Of all the things we can accomplish as humans, this kind of self-awareness brings the most rewards. It can guide the evolution of the main character. Me responds to your name and knows your history. Me is aware of your physical environment, and me can also become aware of itself.
Personal growth does get complicated when we try to distance ourselves from the character we created. Through me, we describe ourselves and the world. If we claim to be the victim of the voice in our head, we’ll be the victim in all situations. If we deny the power we have to change the voice of me, how can new doors of awareness ever open? How can we live fearlessly within the dream of humanity, where there are more than seven billion me’s—all with opinions of their own and all demanding to be heard?
Reality is everyone’s personal creation, so the same is true of your reality. The judgments in your head are the result of your beliefs and past experiences. If you feel oppressed by your own thoughts, then it’s time to take charge of them. Does me have to be a big judge or a constant victim? No. Most of us want a closer relationship with the truth, and we all want some peace of mind.
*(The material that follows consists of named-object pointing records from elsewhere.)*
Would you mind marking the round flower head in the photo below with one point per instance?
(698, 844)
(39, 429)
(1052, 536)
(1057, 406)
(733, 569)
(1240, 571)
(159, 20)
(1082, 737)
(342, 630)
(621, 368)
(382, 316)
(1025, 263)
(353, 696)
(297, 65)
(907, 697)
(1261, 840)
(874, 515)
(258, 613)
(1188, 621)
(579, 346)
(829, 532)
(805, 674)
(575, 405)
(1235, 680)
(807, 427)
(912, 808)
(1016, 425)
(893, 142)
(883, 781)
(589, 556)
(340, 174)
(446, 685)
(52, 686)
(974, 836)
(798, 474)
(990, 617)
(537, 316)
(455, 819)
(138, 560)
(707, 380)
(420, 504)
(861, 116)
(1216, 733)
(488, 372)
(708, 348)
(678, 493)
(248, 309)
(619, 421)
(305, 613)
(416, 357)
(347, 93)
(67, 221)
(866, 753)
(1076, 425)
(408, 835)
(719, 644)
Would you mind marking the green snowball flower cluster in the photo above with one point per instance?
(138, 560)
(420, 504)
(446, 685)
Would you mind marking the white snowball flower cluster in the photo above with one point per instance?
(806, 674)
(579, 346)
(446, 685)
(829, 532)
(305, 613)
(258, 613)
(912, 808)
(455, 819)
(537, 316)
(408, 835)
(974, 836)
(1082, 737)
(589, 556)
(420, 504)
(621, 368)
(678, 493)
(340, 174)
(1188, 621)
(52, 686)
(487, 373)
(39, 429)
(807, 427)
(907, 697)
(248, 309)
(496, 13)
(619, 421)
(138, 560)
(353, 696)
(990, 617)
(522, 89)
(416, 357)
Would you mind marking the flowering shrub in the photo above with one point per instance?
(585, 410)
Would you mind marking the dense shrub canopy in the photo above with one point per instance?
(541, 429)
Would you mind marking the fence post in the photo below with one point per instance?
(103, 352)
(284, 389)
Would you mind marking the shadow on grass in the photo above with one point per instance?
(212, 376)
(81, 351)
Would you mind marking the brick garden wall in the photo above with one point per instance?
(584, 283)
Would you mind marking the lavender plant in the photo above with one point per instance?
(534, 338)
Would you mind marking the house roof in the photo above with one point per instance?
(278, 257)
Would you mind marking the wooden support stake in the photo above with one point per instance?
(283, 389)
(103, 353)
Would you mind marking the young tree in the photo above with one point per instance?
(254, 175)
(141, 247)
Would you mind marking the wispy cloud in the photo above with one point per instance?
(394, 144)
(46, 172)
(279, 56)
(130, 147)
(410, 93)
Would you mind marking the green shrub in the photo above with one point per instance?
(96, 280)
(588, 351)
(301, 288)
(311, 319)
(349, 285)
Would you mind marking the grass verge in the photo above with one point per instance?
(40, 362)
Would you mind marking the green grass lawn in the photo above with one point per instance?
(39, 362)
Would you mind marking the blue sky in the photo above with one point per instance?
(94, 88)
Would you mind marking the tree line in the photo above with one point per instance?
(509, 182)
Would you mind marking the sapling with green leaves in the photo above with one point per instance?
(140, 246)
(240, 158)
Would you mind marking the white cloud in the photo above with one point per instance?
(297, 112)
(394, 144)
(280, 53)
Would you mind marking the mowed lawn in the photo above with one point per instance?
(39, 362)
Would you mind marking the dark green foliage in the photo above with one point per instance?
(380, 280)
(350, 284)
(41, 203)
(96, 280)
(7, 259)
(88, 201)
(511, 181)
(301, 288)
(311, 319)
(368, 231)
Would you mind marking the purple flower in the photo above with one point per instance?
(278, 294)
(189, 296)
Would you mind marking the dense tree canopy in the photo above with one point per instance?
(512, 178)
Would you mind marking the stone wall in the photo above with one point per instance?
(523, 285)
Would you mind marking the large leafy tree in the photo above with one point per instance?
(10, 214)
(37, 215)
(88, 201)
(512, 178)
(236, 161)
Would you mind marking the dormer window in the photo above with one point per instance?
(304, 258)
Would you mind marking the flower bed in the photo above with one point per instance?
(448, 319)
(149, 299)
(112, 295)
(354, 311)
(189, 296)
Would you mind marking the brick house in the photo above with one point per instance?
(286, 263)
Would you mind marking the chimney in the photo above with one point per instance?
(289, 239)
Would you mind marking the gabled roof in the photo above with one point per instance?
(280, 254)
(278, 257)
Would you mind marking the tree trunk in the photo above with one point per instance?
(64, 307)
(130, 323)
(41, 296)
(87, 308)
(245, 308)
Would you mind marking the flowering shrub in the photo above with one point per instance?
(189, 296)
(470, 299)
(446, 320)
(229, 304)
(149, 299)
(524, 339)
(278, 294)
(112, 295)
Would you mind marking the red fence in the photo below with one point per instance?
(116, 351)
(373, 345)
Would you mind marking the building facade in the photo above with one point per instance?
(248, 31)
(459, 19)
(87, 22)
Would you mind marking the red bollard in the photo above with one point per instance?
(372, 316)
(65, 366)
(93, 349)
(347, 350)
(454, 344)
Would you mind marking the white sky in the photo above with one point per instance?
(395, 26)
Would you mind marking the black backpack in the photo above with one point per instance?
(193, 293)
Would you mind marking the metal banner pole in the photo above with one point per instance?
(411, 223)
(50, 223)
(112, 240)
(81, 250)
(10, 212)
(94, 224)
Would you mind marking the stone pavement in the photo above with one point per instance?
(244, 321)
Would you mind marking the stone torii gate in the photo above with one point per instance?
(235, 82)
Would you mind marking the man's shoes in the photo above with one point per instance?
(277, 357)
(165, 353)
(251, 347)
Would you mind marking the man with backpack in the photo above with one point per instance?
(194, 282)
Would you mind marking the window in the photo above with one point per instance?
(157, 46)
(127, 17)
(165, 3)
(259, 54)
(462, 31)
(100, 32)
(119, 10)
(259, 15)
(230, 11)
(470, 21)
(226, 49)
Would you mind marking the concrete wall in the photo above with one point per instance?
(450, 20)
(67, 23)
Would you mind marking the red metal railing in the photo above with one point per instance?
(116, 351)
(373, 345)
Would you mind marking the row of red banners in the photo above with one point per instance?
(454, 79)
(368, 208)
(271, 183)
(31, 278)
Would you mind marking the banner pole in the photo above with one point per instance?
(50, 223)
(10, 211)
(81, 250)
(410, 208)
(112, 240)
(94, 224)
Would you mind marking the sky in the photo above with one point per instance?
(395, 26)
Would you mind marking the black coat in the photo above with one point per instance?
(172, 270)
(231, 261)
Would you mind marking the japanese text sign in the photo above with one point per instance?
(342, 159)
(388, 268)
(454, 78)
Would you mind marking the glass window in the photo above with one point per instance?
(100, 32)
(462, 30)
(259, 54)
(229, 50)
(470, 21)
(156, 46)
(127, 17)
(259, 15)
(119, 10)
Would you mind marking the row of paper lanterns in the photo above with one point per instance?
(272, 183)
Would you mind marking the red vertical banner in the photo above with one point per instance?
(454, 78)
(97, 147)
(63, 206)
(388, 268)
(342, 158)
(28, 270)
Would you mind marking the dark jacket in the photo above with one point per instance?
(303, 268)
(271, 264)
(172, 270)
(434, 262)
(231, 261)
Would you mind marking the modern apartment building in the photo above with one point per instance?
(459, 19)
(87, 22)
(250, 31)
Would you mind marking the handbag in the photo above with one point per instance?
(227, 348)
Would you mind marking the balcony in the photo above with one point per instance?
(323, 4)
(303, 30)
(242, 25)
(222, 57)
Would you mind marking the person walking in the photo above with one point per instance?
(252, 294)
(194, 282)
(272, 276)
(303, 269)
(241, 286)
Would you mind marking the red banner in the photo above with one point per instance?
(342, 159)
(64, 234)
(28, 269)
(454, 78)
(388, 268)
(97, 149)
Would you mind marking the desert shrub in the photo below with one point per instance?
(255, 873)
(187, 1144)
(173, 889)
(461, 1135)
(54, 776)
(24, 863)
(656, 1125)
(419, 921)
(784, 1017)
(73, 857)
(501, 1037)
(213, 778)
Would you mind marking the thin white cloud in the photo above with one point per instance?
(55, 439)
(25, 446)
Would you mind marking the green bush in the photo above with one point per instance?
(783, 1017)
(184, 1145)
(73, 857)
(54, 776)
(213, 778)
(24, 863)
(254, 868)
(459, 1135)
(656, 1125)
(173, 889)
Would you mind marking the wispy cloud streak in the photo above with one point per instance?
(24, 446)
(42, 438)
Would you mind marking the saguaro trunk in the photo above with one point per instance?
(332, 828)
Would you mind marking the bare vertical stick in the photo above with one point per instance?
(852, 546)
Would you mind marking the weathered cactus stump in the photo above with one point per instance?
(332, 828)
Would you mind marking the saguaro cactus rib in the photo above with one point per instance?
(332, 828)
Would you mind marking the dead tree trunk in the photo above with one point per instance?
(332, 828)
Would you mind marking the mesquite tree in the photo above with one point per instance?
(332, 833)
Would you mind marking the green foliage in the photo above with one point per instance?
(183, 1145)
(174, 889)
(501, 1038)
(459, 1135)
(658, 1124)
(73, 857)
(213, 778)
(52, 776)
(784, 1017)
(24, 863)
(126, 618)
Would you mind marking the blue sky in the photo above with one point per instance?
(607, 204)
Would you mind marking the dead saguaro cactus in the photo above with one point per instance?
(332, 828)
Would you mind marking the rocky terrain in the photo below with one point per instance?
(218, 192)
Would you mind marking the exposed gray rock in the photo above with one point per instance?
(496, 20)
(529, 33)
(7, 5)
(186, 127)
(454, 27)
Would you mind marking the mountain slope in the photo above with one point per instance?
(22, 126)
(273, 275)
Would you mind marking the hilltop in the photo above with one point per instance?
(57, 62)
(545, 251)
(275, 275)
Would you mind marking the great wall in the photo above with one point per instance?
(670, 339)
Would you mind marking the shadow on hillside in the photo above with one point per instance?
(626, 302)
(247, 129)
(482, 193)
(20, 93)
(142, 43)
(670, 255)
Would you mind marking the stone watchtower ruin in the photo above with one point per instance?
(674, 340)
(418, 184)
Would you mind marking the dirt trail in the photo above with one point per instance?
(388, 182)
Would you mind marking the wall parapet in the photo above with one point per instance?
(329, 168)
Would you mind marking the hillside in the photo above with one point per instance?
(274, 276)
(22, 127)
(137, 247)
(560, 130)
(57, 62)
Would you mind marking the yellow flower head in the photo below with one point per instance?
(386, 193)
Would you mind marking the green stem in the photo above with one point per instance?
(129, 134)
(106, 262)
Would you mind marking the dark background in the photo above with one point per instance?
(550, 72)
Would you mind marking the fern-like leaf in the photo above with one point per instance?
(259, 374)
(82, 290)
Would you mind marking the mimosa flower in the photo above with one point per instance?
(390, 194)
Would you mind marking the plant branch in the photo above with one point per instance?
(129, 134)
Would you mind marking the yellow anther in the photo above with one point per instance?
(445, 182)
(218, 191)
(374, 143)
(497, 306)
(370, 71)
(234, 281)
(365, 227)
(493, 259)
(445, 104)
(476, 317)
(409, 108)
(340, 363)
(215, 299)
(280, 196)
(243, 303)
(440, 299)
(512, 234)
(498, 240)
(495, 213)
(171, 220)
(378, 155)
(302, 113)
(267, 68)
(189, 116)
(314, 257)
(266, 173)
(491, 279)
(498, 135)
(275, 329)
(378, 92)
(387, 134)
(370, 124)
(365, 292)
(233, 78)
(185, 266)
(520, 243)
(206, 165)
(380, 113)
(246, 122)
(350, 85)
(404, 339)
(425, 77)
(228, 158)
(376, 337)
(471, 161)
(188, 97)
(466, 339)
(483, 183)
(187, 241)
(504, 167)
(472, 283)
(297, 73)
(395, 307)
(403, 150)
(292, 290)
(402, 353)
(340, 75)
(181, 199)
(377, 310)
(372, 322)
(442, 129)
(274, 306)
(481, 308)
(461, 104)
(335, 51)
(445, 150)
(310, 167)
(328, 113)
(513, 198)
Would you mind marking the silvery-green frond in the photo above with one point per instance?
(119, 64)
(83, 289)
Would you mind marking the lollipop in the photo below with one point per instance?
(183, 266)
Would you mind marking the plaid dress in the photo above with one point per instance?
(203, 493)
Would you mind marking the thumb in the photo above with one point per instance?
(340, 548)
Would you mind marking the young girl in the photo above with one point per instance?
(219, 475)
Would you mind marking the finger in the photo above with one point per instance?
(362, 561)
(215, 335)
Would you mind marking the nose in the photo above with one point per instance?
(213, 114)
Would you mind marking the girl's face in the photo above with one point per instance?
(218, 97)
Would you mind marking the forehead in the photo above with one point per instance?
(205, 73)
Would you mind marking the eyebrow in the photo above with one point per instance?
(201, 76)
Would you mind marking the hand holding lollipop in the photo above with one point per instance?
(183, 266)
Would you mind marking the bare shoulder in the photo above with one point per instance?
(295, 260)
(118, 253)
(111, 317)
We want to be healthy, but so often our judgments make us sick. We want to be spiritually aware, but our beliefs keep us spellbound.
If we take the time to listen to what we think and say, we have a chance to be more honest with ourselves. Behavior follows belief, and any belief can be modified. If we challenge our own opinions, we can begin to find our way back to authenticity. Do we always have to be right? Do we really need to have the last word? If our actions do not represent the kind of people we want to be, we can take new paths of action. We can change.